The electronic device 900 further includes a receiver 903 and a transmitter 904. The receiver 903 is configured to receive an instruction and data sent by other devices, and the transmitter 904 is configured to send an instruction and data to external devices.


According to an embodiment of the present disclosure, the present disclosure further provides an electronic device, a readable storage medium, and a computer program product.


According to an embodiment of the present disclosure, the present disclosure further provides a computer program product, the computer program product including: a computer program stored in a readable storage medium, where at least one processor of the electronic device may read the computer program from the readable storage medium, and the at least one processor executes the computer program to enable the electronic device to execute the solution provided by any one of the aforementioned embodiments.



FIG. 10 shows a schematic block diagram of an example electronic device 1000 which can be configured to implement the embodiments of the present disclosure. The electronic device is intended to represent various forms of digital computers, for example, a laptop, a desktop computer, a workstation, a personal digital assistant, a server, a blade server, a mainframe computer, and other suitable computers. The electronic device may also represent various forms of mobile apparatuses, for example, a personal digital assistant, a cellular telephone, a smart phone, a wearable device, and other similar computing apparatuses.

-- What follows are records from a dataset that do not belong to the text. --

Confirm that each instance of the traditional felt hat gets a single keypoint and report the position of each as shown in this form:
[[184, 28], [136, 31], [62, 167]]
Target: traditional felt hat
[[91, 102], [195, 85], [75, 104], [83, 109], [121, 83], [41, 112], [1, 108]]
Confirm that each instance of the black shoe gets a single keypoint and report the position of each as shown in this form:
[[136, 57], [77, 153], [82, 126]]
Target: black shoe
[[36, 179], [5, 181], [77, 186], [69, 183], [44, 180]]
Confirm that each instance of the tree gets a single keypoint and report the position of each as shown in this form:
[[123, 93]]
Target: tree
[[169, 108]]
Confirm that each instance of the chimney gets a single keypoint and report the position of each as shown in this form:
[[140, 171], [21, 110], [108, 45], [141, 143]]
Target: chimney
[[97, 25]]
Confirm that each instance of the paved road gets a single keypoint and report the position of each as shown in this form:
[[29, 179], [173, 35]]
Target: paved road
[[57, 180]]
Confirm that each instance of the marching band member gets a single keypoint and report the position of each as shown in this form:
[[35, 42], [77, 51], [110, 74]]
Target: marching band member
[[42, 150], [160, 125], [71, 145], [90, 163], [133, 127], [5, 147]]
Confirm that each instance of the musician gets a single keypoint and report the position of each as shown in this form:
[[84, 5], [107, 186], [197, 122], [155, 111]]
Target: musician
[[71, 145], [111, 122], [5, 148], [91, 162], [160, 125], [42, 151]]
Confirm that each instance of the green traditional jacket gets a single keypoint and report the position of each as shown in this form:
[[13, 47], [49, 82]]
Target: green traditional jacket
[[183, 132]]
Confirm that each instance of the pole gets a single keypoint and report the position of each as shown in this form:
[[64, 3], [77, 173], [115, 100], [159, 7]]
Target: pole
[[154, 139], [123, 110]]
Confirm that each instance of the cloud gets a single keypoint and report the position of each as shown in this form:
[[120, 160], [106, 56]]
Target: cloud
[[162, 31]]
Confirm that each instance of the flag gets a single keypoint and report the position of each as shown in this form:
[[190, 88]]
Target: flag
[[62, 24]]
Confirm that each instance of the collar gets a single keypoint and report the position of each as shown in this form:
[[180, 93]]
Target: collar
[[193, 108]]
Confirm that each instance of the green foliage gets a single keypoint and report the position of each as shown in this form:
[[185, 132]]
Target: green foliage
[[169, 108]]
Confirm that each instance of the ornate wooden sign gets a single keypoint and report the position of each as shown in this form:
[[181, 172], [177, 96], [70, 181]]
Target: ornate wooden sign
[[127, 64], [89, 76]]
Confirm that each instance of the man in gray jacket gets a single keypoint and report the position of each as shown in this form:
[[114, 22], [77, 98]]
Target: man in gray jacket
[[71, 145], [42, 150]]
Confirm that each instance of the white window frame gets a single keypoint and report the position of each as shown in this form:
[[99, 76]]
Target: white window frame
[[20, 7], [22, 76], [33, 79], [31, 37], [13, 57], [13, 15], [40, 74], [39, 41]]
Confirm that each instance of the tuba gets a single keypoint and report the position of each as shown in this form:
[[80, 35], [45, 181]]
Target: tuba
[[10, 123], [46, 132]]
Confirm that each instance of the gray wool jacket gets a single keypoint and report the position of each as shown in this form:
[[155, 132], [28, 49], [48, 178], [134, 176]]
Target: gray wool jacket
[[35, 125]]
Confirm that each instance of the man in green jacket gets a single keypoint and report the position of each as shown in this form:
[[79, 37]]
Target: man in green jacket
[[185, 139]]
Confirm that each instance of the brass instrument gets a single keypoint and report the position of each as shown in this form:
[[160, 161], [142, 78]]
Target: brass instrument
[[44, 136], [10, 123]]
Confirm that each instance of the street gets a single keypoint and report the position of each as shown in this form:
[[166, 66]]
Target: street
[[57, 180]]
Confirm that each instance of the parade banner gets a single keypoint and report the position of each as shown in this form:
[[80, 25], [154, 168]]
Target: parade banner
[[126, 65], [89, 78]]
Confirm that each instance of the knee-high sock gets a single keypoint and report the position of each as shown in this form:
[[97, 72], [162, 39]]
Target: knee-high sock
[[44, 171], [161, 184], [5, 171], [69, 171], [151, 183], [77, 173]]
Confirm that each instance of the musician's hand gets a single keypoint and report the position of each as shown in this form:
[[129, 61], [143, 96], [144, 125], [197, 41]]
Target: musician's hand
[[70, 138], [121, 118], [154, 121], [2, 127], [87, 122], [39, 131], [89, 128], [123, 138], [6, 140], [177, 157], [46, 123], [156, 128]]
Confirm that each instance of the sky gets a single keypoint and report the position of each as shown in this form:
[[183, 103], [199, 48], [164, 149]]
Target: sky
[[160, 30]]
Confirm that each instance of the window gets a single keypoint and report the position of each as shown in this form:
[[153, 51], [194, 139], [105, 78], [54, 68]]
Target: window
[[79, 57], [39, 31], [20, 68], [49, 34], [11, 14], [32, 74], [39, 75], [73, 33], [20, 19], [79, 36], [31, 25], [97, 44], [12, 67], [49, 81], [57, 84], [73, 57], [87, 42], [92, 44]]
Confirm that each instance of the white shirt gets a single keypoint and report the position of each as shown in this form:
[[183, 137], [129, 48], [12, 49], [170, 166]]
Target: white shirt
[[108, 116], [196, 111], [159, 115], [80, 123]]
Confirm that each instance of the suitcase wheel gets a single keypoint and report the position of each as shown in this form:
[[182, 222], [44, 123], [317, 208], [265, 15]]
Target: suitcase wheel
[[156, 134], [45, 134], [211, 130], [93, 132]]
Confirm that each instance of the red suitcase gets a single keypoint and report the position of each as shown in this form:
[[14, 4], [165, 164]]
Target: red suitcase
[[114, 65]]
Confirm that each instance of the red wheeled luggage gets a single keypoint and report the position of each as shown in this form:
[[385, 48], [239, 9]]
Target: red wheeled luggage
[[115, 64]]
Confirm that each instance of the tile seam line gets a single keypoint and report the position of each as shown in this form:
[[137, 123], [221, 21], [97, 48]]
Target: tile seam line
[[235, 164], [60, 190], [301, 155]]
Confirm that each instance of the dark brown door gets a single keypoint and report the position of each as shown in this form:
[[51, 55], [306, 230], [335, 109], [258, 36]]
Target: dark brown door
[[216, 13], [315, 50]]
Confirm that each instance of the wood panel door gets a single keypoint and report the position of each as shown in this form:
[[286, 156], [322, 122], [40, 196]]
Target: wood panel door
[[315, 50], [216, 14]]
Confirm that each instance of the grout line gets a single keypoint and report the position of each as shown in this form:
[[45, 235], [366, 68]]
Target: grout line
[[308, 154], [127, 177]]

Components, connections and relationships thereof, and functions thereof shown herein are used as examples only, and are not intended to limit implementations of the present disclosure described and/or claimed herein.


As shown in FIG. 10, the device 1000 includes a computing unit 1001 which can perform various appropriate actions and processes according to a computer program stored in a read only memory (ROM) 1002 or loaded from a storage unit 1008 into a random access memory (RAM) 1003. In the RAM 1003, various programs and data required for operations of the device 1000 may also be stored. The computing unit 1001, the ROM 1002, and the RAM 1003 are connected to each other via a bus 1004. An input/output (I/O) interface 1005 is also connected to the bus 1004.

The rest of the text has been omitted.